La levée de l’embargo sur les armes serait au centre du désaccords, mais, interrogé à de nombreuses reprises sur la question, le porte-parole de M. Obama s’est refusé à se prononcer explicitement.

À portée de main

 

Lundi, tous les ministres engagés dans les négociations sur le nucléaire iranien ont jeté leurs forces dans la bataille lundi à Vienne pour tenter d’arracher un accord historique. Depuis deux jours, tous les acteurs assurent que l’accord définitif est « à portée de main », ou « prêt à 98 % », qu’il ne manque qu’une « volonté politique » pour surmonter les derniers différends.

Pour ce faire, les chefs des diplomaties américaine, John Kerry, et iranienne, Mohammad Javad Zarif, les principaux protagonistes, se sont retrouvés au Palais Coburg comme presque tous les jours depuis l’ouverture du dernier cycle de négociations, le 27 juin.

Mais pour la première fois depuis plusieurs jours, leurs homologues russe, chinois, français, britannique, allemand et européen ont tous participé aux échanges.

 

« Tout le monde travaille dur pour obtenir un oui aujourd’hui », a twitté le diplomate iranien Alireza Miryoussefi dans la matinée.

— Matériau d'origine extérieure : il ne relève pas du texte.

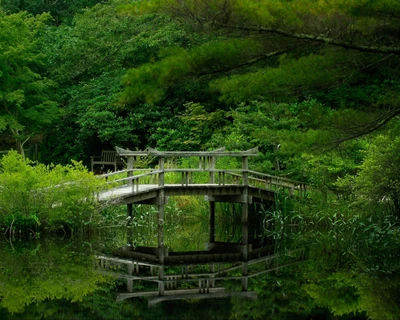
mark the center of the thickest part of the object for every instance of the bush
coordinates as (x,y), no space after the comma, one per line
(37,196)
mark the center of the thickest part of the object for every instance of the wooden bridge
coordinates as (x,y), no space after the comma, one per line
(153,186)
(150,186)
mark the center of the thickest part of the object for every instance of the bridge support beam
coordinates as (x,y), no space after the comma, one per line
(212,221)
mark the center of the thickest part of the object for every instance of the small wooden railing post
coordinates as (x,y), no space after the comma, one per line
(245,169)
(161,174)
(130,167)
(211,166)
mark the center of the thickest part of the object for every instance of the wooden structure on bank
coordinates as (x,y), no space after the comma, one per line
(154,186)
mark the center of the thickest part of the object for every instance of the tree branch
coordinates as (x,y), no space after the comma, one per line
(319,38)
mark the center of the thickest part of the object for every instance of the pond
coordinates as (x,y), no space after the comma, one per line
(61,277)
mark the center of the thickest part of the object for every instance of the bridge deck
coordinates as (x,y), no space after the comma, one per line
(223,193)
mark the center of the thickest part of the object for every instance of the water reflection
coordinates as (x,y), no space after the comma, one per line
(53,278)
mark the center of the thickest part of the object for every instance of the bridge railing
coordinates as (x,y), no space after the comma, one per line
(186,177)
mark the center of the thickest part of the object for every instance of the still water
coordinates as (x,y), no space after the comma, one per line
(61,278)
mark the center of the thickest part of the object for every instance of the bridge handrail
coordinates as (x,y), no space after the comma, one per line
(254,176)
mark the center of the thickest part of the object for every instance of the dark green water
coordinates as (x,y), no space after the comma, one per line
(60,278)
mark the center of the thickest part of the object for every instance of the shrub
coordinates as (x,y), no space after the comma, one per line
(53,196)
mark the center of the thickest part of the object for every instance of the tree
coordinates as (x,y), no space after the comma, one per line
(282,51)
(26,106)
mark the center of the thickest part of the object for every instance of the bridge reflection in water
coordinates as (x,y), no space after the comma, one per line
(174,274)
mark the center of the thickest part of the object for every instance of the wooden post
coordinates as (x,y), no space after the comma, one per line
(245,208)
(211,166)
(245,169)
(130,167)
(161,174)
(245,279)
(161,250)
(212,221)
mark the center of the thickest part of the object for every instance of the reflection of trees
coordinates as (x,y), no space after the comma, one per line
(34,272)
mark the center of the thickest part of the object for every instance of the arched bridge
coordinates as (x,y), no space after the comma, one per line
(150,186)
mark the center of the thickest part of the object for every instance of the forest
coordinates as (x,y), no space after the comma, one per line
(314,84)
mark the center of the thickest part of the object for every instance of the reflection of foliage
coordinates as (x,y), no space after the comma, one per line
(35,272)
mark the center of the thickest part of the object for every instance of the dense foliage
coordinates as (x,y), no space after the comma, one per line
(314,84)
(36,196)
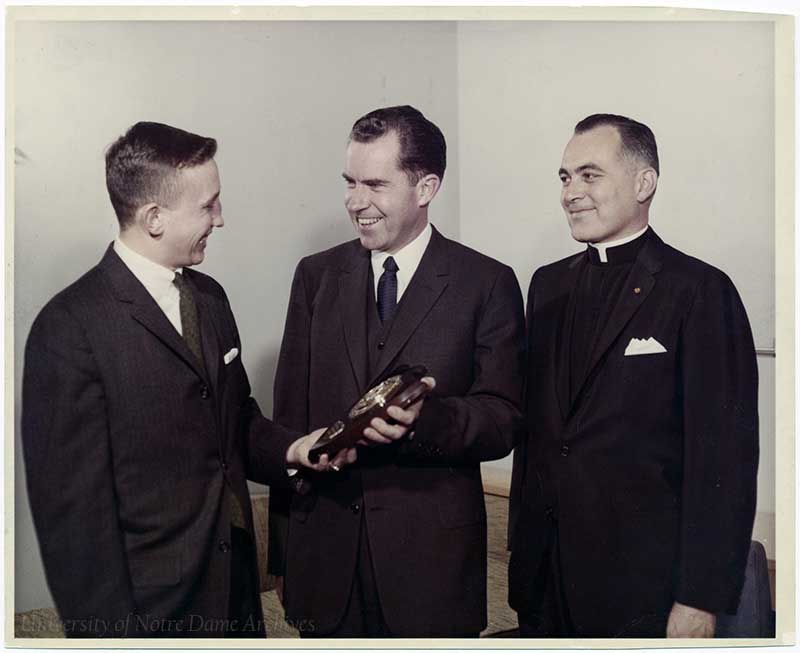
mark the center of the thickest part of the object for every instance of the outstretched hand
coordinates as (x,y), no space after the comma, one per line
(297,454)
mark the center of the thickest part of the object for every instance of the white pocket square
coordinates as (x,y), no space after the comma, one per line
(637,347)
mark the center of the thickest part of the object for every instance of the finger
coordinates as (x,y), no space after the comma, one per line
(391,431)
(406,417)
(339,461)
(374,437)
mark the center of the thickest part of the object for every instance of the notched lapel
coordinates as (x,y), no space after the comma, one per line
(143,308)
(209,335)
(422,293)
(564,335)
(352,306)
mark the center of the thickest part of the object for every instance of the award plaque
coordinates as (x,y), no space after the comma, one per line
(402,389)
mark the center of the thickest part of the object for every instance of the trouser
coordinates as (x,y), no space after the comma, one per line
(363,616)
(245,617)
(551,617)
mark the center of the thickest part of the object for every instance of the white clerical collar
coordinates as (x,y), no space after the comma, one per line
(407,260)
(154,277)
(602,248)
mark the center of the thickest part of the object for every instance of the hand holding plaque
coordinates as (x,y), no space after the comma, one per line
(402,389)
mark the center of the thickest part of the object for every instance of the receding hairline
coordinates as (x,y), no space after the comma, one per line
(634,159)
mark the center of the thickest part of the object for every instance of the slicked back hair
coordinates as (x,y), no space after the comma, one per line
(638,141)
(423,149)
(142,165)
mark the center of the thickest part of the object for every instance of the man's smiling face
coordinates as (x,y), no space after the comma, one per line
(599,187)
(383,203)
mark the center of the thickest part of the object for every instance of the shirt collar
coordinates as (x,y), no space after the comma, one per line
(600,252)
(407,258)
(154,277)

Les chances d’aboutir lundi sont « faibles », a toutefois estimé en fin d’après-midi une autre source iranienne. Imperturbable, M. Zarif s’est dit prêt à négocier « aussi longtemps que nécessaire ».

Une décennie

 

Depuis une dizaine d’années, les États-Unis, l’Union européenne et l’ONU imposent des sanctions à la République islamique pour la forcer à négocier. Les pourparlers n’ont vraiment commencé qu’en 2013, après l’élection du président Hassan Rohani sur la promesse d’une levée des sanctions.

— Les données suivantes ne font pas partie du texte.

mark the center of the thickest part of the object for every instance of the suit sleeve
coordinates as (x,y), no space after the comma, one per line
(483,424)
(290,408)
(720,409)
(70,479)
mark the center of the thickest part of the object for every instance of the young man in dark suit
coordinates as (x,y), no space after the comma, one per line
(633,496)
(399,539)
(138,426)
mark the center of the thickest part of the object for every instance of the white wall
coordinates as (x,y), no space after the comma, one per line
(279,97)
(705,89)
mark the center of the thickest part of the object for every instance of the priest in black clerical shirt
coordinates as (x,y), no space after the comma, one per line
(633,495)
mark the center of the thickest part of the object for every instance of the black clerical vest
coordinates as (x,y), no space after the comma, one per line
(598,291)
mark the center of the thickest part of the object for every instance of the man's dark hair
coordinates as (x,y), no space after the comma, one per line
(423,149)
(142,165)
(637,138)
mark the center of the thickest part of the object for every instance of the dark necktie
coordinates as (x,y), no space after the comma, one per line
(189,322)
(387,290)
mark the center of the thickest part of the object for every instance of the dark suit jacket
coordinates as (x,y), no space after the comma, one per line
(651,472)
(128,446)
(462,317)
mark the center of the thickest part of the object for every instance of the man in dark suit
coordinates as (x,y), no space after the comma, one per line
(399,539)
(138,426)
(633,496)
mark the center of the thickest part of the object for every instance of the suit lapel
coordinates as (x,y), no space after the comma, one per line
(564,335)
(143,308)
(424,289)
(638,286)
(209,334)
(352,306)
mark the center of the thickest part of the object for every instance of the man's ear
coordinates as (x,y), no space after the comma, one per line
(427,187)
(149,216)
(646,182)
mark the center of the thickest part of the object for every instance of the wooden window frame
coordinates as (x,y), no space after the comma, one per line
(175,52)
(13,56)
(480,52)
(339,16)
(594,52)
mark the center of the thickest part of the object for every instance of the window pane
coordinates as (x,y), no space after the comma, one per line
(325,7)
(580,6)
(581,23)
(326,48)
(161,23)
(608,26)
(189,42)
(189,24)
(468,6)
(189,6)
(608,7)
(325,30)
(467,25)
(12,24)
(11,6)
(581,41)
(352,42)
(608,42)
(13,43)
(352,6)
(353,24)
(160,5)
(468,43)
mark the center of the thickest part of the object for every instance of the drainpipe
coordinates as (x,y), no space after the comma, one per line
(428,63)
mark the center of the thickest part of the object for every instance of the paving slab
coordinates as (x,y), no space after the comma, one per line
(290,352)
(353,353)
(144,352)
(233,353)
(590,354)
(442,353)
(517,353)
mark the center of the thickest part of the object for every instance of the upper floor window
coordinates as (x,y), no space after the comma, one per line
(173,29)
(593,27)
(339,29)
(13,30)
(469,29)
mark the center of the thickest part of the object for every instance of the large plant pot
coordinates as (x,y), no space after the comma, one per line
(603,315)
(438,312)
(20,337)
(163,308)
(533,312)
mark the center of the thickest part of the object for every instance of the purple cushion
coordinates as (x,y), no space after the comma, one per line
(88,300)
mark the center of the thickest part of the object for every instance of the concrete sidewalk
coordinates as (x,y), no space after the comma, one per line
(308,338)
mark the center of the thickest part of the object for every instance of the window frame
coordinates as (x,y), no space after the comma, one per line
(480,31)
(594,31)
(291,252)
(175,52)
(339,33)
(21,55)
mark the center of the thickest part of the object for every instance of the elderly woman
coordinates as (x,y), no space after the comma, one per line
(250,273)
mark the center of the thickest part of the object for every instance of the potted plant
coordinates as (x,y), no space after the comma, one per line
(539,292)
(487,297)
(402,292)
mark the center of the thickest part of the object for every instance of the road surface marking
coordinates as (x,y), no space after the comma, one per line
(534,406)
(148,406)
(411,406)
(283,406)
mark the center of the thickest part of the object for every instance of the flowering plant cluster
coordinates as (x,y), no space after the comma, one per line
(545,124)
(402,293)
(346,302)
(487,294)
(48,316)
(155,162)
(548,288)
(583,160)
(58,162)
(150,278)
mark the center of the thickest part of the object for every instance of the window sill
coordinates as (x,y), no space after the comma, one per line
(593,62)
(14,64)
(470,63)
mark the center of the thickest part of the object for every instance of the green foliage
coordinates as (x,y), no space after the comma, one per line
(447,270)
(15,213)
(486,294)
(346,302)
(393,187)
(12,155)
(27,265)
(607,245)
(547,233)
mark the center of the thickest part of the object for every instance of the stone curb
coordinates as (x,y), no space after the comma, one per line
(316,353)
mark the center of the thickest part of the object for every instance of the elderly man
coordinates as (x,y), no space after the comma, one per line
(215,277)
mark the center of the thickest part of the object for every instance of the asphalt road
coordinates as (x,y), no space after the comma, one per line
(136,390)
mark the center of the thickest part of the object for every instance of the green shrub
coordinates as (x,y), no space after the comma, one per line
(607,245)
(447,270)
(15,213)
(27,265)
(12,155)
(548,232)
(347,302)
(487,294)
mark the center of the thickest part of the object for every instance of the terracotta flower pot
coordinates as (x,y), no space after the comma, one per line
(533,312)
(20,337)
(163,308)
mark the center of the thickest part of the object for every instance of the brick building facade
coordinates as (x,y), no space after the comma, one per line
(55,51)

En avril, à Lausanne, les négociateurs ont obtenu à l’arraché un accord-cadre qui a fixé les grands principes du texte final.

L’Iran a notamment accepté de réduire le nombre de ses centrifugeuses et son stock d’uranium enrichi, ce qui doit rendre quasi impossible la fabrication rapide d’une bombe atomique.

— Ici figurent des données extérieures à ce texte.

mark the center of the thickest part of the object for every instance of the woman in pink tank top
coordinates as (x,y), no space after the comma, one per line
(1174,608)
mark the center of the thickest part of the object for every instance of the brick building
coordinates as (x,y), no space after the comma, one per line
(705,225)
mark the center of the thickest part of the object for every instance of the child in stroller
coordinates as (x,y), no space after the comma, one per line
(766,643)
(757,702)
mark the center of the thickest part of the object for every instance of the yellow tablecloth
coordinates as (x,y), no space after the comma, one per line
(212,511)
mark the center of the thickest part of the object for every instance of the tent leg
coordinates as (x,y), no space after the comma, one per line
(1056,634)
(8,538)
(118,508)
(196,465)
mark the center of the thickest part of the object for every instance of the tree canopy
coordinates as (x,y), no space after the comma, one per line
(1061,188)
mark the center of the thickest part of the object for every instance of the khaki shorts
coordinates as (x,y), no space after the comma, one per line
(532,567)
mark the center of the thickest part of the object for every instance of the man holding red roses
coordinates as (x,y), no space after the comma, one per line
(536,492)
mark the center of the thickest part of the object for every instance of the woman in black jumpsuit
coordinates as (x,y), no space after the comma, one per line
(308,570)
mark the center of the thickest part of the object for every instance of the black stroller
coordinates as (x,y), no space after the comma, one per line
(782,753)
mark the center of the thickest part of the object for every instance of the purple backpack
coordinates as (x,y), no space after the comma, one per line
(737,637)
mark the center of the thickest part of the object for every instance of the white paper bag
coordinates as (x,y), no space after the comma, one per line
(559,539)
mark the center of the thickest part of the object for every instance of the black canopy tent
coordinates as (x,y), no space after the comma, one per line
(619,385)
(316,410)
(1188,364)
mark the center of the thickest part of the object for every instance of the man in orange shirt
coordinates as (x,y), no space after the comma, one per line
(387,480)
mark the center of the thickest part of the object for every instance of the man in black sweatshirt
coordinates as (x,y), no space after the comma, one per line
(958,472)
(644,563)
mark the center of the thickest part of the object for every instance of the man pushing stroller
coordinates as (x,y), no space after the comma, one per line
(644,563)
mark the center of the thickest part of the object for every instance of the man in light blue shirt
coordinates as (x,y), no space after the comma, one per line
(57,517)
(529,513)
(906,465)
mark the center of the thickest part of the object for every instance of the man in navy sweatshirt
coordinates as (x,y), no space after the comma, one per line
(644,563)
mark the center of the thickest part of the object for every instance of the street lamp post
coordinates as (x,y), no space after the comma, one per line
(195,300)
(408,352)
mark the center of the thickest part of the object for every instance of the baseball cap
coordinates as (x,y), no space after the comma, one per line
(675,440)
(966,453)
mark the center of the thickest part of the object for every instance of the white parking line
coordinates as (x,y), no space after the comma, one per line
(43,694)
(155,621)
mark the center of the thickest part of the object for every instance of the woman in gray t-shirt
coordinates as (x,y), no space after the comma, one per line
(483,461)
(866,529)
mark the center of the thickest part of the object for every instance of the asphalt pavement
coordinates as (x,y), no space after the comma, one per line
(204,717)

L’accord-cadre renvoyait les modalités pratiques à des discussions ultérieures, censées se terminer le 30 juin. L’échéance a été reportée à trois reprises et la dernière date butoir est fixée, jusqu’à nouvel ordre, à lundi soir.

Comme des alpinistes

 

Dimanche, le président Rohani a comparé les négociateurs à des alpinistes arrivés tout près du sommet. « Si l’on regarde d’en bas on a l’impression qu’on y est arrivé. Mais lorsqu’on est en haut, on sait qu’il reste encore quelques pas à faire », a-t-il estimé.

Que l’issue soit pour lundi ou pas, la séquence de pourparlers viennois est déjà l’un des plus longs cycles de négociations internationales, au niveau ministériel et en un seul lieu, depuis celui qui a abouti aux accords de Dayton ayant mis fin en 1995 à la guerre en Bosnie-Herzégovine.

Les discussions se sont éternisées en raison de désaccords sur la durée de l’accord, le rythme de la levée des sanctions ou l’accès aux sites militaires iraniens. Les négociations ont également buté sur la levée de restrictions sur le programme balistique et le commerce des armes, réclamée par Téhéran avec le soutien de Moscou.